Lo scorso aprile la Bundeswehr ha usato cartelloni mobili su camion per rivolgersi ai lavoratori licenziati dalla Ford con il controverso slogan «Lavoro perso?»: sui poster, la parola «perso» (Fort) era scritta a imitazione del logo della Ford. Una campagna definita «fuori luogo e irrispettosa» dai dirigenti della casa automobilistica che aveva annunciato 5mila esuberi. La gaffe è arrivata anche a giugno con la campagna «gas, acqua, fuoco!» rivolta ai lavoratori specializzati «maschi, femmine e terzo sesso». C’è chi ha associato la parola «gas» a quello di cloro usato dai tedeschi nella prima guerra mondiale (battaglia di Ypres, 1915), e chi ha invece pensato al famigerato Zyklon B utilizzato nei campi di sterminio nazista. Insomma, disastri di immagine senza fine aggravati dalla recidiva. 
Gli slogan politicamente scorretti hanno poi dato frutti poco ortodossi: il Funke Mediengruppe ha appena rivelato che, nonostante la fame di personale, la Bundeswehr ha dovuto respingere 63 candidature di altrettanti giovani fra i quali si nascondevano 21 fra presunti neonazisti e Reichsbürger ossia cittadini che rimpiangono il Reich (il primo o il terzo non fa differenza) e non riconoscono l’autorità «fantoccio» della Repubblica federale alla quale non pagano le tasse. Dodici poi erano i sospetti radicali islamici, due gli estremisti di sinistra, due i radicali di destra del movimento identitario e alcune dozzine i criminali comuni. La circostanza che il Servizio di controspionaggio militare (Mad) abbia scrutinato a fondo 1.173 fra uomini e donne fra il luglio 2017 e giugno 2019 è stata tuttavia accolta con favore da un pubblico scosso dagli scandali sulle infiltrazioni dell’estrema destra nel cuore delle Forze armate. 
Appena installata al ministero della Difesa, Akk ha annunciato che entro il 2024 il governo stanzierà per il settore il 2% del Pil ossia la percentuale richiesta da Donald Trump a ogni stato membro della Nato. «Porrò la questione al governo nel mio ruolo di ministra e di leader di partito». L’uscita di Akk è molto piaciuta ai militari; molto meno ai partner di governo socialdemocratici (Spd). Alla neoministra ha replicato il segretario generale della Spd, Lars Klingbeil, che ha bocciato la proposta: nei mesi scorsi il governo ha già aumentato il budget della Difesa dall’1,2 all’1,5% del Pil nel 2024 e per la Spd il capitolo è chiuso.

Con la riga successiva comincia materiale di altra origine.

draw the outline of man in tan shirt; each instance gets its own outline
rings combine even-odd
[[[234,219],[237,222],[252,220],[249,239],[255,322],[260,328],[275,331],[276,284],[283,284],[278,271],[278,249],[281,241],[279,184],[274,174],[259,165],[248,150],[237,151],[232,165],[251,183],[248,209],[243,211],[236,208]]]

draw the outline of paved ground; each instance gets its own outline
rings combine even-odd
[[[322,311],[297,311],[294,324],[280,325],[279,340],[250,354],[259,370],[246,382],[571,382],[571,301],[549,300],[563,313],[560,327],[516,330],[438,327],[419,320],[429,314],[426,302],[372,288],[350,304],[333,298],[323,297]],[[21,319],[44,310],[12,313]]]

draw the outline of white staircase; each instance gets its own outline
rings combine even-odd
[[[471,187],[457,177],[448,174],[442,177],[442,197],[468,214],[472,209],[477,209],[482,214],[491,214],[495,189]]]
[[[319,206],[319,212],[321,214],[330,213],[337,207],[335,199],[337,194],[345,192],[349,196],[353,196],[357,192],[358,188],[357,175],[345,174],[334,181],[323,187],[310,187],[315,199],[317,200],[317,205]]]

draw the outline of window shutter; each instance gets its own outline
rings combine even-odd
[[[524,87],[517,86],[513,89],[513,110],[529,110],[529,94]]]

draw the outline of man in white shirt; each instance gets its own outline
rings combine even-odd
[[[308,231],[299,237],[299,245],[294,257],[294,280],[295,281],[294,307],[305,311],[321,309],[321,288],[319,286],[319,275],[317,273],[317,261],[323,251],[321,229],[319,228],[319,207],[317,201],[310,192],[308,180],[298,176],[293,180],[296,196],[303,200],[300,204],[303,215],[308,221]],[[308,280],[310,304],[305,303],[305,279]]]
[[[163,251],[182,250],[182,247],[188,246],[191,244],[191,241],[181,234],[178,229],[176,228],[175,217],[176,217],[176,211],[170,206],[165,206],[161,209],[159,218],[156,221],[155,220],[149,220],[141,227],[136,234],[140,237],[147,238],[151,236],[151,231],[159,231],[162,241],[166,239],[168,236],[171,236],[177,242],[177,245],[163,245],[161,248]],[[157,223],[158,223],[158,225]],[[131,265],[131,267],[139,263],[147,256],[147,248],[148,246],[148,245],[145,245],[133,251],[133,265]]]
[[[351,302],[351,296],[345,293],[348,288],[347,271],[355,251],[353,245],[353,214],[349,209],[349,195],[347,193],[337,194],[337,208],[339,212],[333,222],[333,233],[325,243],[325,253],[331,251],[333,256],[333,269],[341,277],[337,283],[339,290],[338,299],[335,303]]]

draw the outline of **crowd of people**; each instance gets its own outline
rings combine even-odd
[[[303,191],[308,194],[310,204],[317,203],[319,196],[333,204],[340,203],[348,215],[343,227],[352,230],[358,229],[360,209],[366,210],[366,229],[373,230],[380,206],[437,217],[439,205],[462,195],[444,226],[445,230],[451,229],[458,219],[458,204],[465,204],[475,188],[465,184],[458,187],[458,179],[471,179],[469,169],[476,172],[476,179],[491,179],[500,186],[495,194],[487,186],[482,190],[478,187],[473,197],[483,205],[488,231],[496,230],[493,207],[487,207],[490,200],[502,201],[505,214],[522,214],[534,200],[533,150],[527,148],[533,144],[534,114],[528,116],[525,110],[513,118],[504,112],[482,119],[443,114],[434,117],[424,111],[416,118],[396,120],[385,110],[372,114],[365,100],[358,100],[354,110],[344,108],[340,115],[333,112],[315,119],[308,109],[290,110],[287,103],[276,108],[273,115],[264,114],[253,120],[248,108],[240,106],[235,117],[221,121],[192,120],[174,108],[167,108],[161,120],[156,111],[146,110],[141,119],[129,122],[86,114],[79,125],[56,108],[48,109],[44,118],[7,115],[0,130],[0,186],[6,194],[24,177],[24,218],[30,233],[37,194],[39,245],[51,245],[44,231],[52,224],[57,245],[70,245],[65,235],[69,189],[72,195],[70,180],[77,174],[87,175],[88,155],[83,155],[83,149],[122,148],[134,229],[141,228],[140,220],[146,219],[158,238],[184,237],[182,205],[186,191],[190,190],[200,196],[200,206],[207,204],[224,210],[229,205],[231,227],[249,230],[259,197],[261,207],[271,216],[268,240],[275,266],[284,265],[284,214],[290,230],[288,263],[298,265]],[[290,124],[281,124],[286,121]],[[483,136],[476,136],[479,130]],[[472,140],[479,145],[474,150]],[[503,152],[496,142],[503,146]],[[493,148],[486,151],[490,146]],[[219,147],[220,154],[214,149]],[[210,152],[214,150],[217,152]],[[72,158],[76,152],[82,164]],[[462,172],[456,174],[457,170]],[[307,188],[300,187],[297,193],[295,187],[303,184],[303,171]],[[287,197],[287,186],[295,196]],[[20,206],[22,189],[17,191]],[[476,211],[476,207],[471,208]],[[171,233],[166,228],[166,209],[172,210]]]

Kramp-Karrenbauer, che si scalda in panchina per assicurarsi la candidatura a cancelliera quando Merkel lascerà il potere entro la fine del 2021, non sembra però intimidita dagli altolà degli alleati. Non potendo obbligare il ministro delle Finanze socialdemocratico Olaf Scholz ad allargare i cordoni della borsa, Akk ha giocato la carta gratuita della simpatia fra i militari. Se Von der Leyen è passata alla storia come la ministra più critica con i generali, ritenuti colpevoli di avere chiuso un occhio sulle infiltrazioni dell’ultradestra, Akk ha cambiato registro esordendo nella sua prima intervista da ministra con un «noi non dubitiamo di ogni soldato». Ma fra la gara per i fucili G-36, saltata per il presunto malfunzionamento delle armi in condizioni climatiche estreme, i costi raddoppiati per la fornitura di 350 veicoli da combattimento Puma e la Marina che attende nuove navi con urgenza – entro quattro anni gran parte di quelle che oggi solcano i mari sarà in disuso – l’operazione-simpatia lanciata da Akk, che al Bundestag ha chiesto «più visibilità» per i militari promettendo anche biglietti del treno gratis per chi si sposta in uniforme, potrebbe non bastare a risollevare la Bundeswehr.